Se temos um Estado para nos proteger diante das injustiças e dos excessos; se temos previsão legal para coibir práticas e responsabilizar atos, por que é que a mídia brasileira e a sociedade insistem em execrar, julgar e condenar as pessoas ao bel-prazer, sem limites, abusando do sensacionalismo e não se importando com a vida das pessoas daí para frente? Tudo isso em nome de cliques e audiência? A resposta é sim. Estamos em uma era da irresponsabilidade, do jornalismo mesquinho, da luta incessante por audiência, da busca frenética pelas vendas e da alimentação constante de uma sociedade sedenta por sangue e com sede de vingança.

A expressão “sede de vingança” é adequada e digo por que. Patricia Moreira não foi a única torcedora do mundo, do país, do Rio Grande do Sul, de Porto Alegre, do Grêmio, a chamar um negro de “macaco”. Atitude racista? Sim. Passível de punição? Claro. Mas expor a vida da menina como se ela representasse um mal a ser evitado pela sociedade; expô-la como exemplo de mau-caratismo, com destaque em capas de jornal, manchetes televisivas e revista digital semanal de maior audiência, como ícone de conduta abominável?

Há cerca de 10 anos ou pouco mais, chamar um amigo ou colega negro, de neguinho, negão, macaco ou demais denominações que se refiram à cor da cor da pele, em tom de humor, não era considerado ofensa, nem causava desconforto aparente. O próprio Mussum, do quarteto Trapalhões, fazia inúmeras piadas a respeito da cor de sua pele. Nos Estados Unidos, há séries e diversos programas sobre negros que fazem piadas sobre brancos e sobre eles mesmos. Da mesma forma, chamar de gordo, magrelo, branquelo, dentuço etc. eram de certa forma comum; atualmente é bullying, segregação, ofensa e, portanto, crime.

Fazer justiça, mas com injustiça

Isso veio mudando de uns tempos para cá, sobretudo quando começou a ser previsto ou cobrada punição como crime. É de certo modo justo, temos mesmo que evoluir, os abismos que havia entre as raças, o preconceito gigante e tudo o que envolveu resultou que hoje vemos a necessidade de dar um basta.
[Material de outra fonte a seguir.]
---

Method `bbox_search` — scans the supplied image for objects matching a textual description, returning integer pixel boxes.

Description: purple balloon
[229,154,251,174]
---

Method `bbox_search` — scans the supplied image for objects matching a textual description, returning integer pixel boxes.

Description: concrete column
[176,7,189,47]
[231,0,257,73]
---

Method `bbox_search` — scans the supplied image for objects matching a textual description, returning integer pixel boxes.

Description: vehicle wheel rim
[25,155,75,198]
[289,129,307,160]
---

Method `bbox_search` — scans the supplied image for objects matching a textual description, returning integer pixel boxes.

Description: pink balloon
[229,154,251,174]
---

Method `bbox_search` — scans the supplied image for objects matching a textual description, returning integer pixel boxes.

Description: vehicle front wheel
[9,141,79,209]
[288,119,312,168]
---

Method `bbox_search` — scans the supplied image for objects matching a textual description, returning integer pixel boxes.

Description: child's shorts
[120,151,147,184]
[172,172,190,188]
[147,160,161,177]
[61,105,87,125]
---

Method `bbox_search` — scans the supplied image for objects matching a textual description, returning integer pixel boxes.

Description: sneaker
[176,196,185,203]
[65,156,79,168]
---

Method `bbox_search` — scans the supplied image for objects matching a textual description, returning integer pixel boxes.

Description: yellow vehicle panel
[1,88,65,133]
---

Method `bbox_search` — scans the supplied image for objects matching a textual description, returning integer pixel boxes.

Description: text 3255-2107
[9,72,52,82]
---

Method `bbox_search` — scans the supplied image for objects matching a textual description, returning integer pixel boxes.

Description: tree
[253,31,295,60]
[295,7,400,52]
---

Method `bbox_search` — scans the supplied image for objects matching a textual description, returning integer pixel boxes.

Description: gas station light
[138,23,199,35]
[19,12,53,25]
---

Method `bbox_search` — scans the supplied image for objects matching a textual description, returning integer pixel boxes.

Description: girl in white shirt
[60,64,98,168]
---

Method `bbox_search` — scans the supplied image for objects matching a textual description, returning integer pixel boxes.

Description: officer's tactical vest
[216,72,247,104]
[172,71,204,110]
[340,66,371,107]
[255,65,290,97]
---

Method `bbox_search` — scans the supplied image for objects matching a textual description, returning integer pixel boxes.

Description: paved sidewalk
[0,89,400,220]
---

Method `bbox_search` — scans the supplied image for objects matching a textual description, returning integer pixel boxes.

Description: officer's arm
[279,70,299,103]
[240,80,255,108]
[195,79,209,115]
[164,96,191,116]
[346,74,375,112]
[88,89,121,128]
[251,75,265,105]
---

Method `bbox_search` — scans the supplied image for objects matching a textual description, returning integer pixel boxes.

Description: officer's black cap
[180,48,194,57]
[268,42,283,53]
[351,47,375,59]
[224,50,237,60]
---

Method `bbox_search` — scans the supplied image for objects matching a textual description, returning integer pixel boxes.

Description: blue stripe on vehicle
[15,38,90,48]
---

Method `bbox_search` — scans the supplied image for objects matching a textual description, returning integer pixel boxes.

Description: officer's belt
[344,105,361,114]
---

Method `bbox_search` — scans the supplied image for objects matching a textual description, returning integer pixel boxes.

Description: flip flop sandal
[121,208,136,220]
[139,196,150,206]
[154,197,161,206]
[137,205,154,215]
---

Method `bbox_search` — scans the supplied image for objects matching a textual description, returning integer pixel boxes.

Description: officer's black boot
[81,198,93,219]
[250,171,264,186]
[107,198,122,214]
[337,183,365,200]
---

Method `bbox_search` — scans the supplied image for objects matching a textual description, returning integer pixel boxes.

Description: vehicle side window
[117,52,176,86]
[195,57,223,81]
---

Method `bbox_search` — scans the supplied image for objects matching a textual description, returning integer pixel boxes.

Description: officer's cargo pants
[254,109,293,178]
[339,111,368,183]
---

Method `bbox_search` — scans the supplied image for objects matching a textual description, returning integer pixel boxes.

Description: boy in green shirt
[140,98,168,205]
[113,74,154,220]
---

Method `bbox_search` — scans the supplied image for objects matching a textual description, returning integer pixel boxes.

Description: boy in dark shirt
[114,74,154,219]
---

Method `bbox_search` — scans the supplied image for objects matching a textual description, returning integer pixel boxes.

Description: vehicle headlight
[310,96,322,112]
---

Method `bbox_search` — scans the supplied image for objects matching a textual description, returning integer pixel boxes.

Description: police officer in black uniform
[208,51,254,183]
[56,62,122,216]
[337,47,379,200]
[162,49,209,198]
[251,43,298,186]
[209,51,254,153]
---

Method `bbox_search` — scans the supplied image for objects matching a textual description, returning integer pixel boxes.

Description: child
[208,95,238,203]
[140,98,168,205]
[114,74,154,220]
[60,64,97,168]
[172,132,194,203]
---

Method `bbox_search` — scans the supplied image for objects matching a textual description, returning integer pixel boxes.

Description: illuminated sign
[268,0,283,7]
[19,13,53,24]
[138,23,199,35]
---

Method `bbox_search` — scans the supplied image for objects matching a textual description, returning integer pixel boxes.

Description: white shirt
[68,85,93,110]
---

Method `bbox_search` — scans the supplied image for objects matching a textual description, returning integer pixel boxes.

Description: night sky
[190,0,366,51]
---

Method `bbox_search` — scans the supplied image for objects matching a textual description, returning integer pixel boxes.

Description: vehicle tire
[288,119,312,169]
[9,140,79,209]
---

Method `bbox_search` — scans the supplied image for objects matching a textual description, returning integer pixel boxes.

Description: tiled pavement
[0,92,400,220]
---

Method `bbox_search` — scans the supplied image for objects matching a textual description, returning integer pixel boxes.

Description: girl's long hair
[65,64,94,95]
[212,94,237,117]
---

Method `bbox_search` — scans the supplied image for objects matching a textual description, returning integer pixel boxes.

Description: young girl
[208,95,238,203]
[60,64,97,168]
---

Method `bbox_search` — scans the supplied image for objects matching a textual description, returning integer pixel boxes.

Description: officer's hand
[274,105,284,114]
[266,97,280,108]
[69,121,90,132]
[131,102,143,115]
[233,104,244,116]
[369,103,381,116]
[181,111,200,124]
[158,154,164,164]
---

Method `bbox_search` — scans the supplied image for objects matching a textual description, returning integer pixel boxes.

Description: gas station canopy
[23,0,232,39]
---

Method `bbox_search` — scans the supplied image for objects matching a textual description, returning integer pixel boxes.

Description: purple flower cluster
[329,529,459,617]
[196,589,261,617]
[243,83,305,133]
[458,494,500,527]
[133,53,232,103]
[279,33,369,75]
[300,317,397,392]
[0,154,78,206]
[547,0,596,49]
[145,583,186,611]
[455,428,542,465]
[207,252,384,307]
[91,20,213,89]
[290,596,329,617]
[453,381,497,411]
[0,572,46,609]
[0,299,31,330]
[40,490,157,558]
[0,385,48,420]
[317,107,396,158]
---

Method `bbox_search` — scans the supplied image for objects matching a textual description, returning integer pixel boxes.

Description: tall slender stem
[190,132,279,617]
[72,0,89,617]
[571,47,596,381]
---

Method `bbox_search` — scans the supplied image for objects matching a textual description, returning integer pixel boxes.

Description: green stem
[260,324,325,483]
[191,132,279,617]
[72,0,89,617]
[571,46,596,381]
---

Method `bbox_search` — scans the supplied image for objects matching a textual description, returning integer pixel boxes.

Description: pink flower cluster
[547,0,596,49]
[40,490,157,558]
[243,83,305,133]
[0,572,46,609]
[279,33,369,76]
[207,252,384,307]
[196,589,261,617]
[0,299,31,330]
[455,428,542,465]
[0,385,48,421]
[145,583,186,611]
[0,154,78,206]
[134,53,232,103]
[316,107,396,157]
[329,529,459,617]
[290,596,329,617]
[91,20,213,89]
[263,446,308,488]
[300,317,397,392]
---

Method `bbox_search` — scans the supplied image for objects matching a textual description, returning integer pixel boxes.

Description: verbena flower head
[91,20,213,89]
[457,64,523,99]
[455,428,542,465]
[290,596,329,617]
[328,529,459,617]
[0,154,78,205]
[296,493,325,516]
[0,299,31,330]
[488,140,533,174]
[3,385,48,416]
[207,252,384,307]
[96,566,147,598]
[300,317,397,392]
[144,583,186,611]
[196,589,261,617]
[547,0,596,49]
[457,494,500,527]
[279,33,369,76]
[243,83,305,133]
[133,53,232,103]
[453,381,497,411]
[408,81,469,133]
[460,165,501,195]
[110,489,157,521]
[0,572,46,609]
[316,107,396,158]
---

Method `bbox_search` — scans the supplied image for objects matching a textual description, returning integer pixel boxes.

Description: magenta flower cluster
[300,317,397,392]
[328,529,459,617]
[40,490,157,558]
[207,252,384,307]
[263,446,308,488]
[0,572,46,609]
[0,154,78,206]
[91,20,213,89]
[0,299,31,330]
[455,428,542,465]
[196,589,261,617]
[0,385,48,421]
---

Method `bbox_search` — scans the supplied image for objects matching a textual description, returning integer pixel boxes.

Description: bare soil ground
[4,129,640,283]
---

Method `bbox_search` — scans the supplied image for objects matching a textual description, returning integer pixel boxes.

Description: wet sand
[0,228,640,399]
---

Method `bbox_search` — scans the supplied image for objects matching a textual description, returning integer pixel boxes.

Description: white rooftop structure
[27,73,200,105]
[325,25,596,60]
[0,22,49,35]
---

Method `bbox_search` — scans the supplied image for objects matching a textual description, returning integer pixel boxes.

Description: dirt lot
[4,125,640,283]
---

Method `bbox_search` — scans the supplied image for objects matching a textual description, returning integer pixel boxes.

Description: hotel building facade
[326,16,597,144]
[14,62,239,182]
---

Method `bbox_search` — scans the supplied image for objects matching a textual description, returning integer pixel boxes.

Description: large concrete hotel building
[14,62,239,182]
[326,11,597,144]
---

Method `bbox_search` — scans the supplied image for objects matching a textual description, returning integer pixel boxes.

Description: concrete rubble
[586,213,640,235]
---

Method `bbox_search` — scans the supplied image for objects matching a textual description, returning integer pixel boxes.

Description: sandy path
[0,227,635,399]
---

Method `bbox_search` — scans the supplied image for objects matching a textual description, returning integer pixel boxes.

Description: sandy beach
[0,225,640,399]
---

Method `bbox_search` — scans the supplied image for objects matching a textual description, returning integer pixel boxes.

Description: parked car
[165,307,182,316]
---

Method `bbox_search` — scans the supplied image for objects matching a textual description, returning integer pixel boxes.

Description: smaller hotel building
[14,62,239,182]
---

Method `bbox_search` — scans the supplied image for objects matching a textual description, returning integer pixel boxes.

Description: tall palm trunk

Entretanto, o processo é lento, demorado, e querer que todo preconceito seja abominado de uma hora para outra é inconcebível, já que ninguém simplesmente deixa de pensar algo que está em seu inconsciente do dia para a noite. Mais inconcebível ainda é usar como marketing negativo um ser humano que cometeu um erro e que terá a justa penalização legal pelo seu ato.

Além de responder criminalmente e civilmente, essa menina está sendo humilhada em redes sociais, exposta a estímulos negativos incomensuráveis. Além disso, perdeu o emprego, perdeu a reputação, perdeu a tranquilidade, perdeu a autoestima e sem dúvida terá consequências psicológicas para o resto da vida.

É aí que me pergunto: até onde vai o direito de informar? Até onde vai o direito de privacidade? Até onde é informação? Onde começa o sensacionalismo? Na crescente das minorias que lutam pelo seu espaço, temos também feministas e homossexuais. Pegando por este viés, será que as emissoras vão filmar algum torcedor xingando jogadores de filho da p., ofendendo a moral de sua mãe? Será que flagrarão algum outro chamando juiz de “viado” para puni-lo igualmente por conta do preconceito?

Ah! Mas xingar o juiz é normal, ele sabe que não é homossexual. Mas, e se fosse? Mas a mãe do jogador sabe que não é prostituta. Então, por isso, pode? Da mesma forma que é usual no futebol brasileiro e de todo o mundo xingar juiz e jogadores de “viado”, bicha e filho daquela, com o propósito que sempre teve, diminuir o adversário ou mostrar descontentamento com alguma atitude, assim o foi com o “macaco” de Aranha. Ninguém se recorda da torcida mexicana fazendo coro atrás do gol gritando em uníssono “puto”, para incomodar o goleiro? Ou seja, puto “pode” (não merece julgamentos da justiça midiática), macaco não.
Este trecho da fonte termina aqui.